Some writers have a reputation that doesn’t quite fit their style. One aspect of the work gets exaggerated, especially in the eyes of those ill-acquainted with their writing. In my mind, one of those is Joe Abercrombie.
Don’t get me wrong, Abercrombie is no victim of misrepresentation here. Having embraced the title of Lord Grimdark, and the twitter handle to match it, he’s become the figurehead for a particularly dark style of fantasy. It’s a gritty, muscular, action-packed sort of darkness, rather than the angst of goths, vampire novels, and urban fantasy. But I imagine that the very label “grimdark” puts some people off.
Yet there’s a wonderful humour to Abercrombie’s work. Reading his short story collection Sharp Ends has reminded me of this. Little details, from thugs discussing architecture to one-liners in fights, round out the world and its characters. As a reader, I’m never left drowning beneath the sea of sorrow that “grim” and “dark” imply. This is all about the black humour.
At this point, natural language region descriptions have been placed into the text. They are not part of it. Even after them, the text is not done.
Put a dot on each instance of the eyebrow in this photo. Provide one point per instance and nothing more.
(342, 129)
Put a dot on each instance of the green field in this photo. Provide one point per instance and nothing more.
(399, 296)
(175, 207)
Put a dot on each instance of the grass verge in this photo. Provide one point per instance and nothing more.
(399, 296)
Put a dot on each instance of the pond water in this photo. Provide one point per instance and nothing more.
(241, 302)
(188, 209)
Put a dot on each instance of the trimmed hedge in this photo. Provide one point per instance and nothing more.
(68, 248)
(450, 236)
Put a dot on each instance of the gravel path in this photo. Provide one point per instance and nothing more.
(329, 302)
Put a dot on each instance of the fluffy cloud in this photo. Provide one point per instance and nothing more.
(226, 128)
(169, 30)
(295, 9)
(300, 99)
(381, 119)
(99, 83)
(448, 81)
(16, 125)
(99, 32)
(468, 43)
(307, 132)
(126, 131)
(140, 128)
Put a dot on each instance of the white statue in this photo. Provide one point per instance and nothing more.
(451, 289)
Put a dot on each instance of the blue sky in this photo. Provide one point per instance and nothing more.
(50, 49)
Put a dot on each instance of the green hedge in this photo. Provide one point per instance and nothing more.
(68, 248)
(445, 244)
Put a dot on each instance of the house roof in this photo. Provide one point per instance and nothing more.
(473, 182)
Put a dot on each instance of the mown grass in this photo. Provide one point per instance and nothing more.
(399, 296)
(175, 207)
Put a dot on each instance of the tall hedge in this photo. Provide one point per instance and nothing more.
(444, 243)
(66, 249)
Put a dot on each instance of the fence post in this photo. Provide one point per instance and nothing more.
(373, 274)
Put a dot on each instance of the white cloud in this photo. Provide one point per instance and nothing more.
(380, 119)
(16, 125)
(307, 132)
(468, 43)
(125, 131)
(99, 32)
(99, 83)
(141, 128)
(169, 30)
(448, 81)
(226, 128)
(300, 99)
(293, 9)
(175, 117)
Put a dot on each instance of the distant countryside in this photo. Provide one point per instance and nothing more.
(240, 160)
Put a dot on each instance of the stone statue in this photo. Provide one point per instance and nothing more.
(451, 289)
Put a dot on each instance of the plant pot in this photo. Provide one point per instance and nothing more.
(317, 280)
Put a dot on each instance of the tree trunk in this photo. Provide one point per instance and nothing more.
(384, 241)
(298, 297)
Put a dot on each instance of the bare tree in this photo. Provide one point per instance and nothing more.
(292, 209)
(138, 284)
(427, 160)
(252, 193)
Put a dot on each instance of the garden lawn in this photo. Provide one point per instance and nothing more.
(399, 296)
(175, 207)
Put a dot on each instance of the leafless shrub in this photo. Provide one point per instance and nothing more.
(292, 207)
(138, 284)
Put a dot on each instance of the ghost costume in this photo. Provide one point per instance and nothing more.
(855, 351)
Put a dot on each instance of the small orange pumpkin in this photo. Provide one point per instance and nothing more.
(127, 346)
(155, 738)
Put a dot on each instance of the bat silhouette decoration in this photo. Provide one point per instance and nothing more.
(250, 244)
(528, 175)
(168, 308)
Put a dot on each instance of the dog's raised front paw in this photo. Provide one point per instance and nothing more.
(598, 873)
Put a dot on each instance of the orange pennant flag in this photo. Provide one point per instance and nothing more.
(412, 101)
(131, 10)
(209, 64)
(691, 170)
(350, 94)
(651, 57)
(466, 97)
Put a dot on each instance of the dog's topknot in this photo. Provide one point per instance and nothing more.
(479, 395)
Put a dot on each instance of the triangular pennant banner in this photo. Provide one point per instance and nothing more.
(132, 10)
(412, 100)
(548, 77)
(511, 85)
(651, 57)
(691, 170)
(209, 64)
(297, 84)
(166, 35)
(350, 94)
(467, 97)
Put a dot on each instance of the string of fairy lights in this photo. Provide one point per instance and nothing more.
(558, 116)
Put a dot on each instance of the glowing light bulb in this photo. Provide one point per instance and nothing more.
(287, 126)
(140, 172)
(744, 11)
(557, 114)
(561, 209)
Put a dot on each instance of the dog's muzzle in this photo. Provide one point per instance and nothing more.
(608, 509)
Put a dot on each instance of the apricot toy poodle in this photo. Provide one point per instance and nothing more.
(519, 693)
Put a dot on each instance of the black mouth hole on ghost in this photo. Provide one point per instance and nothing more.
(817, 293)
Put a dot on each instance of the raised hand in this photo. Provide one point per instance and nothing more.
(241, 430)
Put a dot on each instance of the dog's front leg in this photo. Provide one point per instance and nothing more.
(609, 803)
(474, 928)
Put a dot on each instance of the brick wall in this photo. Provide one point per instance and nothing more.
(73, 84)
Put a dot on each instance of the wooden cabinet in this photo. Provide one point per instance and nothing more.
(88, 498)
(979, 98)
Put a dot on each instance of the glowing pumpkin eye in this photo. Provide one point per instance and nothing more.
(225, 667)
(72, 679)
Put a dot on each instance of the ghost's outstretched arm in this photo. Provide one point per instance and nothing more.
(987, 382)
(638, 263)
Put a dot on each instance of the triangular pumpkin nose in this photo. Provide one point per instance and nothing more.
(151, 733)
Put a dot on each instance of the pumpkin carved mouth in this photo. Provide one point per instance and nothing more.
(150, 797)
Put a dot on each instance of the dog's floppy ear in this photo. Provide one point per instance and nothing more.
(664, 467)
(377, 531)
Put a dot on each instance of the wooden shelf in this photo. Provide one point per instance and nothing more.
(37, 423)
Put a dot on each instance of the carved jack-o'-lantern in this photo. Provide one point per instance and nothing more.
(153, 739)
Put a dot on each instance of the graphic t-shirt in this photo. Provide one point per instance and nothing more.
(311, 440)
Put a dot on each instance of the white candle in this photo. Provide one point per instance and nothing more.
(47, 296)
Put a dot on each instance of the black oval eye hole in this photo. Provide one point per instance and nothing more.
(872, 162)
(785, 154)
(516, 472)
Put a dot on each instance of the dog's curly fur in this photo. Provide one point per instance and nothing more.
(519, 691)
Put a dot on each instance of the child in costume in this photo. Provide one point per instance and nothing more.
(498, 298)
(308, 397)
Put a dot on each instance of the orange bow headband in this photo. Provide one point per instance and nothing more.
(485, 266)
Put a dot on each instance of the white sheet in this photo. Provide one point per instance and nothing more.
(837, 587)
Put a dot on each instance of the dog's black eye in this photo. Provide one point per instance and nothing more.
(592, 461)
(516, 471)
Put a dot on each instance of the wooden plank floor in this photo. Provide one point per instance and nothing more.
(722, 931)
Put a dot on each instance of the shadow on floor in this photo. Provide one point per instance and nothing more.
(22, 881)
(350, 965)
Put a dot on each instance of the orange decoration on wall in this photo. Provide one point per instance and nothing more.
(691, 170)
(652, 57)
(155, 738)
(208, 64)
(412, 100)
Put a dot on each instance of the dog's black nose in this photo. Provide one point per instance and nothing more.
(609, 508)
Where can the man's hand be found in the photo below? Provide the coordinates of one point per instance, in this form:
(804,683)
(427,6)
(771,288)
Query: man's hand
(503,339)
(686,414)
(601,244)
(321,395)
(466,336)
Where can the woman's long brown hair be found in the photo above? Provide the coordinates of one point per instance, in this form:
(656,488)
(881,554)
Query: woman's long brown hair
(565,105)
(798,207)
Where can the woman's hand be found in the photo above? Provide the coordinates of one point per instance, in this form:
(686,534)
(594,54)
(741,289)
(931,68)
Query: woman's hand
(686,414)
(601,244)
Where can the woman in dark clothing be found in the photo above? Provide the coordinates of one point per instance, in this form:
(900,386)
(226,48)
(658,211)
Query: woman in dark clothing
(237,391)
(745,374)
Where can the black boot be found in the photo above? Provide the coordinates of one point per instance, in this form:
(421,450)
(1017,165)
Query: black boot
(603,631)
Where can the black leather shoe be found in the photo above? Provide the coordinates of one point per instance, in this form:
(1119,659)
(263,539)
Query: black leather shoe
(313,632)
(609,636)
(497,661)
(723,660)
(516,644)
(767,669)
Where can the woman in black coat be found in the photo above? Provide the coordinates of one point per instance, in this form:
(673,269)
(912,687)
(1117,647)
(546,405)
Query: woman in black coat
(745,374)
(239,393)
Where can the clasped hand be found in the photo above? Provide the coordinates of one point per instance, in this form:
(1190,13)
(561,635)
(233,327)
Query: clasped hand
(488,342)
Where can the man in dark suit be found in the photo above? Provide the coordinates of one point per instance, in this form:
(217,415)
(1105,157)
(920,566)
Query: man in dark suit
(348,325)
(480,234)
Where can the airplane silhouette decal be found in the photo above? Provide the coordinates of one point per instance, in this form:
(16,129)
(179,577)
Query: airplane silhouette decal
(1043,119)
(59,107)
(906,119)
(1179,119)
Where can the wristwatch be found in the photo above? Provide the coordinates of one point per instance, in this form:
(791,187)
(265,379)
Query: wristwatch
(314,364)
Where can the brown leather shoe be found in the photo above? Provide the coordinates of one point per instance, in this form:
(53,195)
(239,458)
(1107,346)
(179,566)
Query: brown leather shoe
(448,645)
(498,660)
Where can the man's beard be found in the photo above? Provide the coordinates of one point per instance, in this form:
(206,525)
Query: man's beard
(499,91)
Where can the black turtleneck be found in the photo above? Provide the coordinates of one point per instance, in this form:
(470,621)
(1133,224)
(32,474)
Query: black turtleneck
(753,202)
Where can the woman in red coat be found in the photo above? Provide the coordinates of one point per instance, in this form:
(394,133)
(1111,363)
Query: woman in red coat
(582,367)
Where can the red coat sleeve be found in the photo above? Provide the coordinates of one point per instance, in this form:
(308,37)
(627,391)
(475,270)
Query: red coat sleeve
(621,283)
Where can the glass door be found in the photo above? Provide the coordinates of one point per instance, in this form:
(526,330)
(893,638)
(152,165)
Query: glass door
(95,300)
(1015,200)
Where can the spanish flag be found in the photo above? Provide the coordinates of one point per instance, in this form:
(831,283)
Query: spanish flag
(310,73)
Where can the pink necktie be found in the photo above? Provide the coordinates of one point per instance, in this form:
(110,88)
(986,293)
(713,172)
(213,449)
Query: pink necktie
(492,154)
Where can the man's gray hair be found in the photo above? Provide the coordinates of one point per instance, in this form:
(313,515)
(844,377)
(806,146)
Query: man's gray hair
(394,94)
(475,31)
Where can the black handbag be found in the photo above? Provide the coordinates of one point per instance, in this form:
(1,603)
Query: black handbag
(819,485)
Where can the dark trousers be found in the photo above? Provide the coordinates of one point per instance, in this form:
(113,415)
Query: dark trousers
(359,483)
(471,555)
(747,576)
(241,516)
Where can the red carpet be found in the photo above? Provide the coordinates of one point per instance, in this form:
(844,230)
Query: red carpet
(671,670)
It shouldn’t be a surprise. The phrase “grimdark” originally applied to Games Workshop’s Warhammer 40,000 universe, whose catchphrase referred to the “grim darkness” of the future. Like Abercrombie, GW created a setting of darkness so exaggerated it can sometimes become cartoonish. Humour and hideousness are inseparably intertwined. Characters and places become over-the-top in an entertaining way. The pleasure of reading them comes from smiling at the absurd side even as you prepare for a serious moment to follow.
Like the spaghetti westerns he paid tribute to in Red Country, Abercrombie creates stories that are somehow both grounded and mythologising, humourous and serious. Their very existence undermines the false divides we try to set between these things, splitting our world into black and white. It’s damn fine stuff, to which I find myself returning over and again.
But then, what should we expect from such a self-mocking title as Lord Grimdark?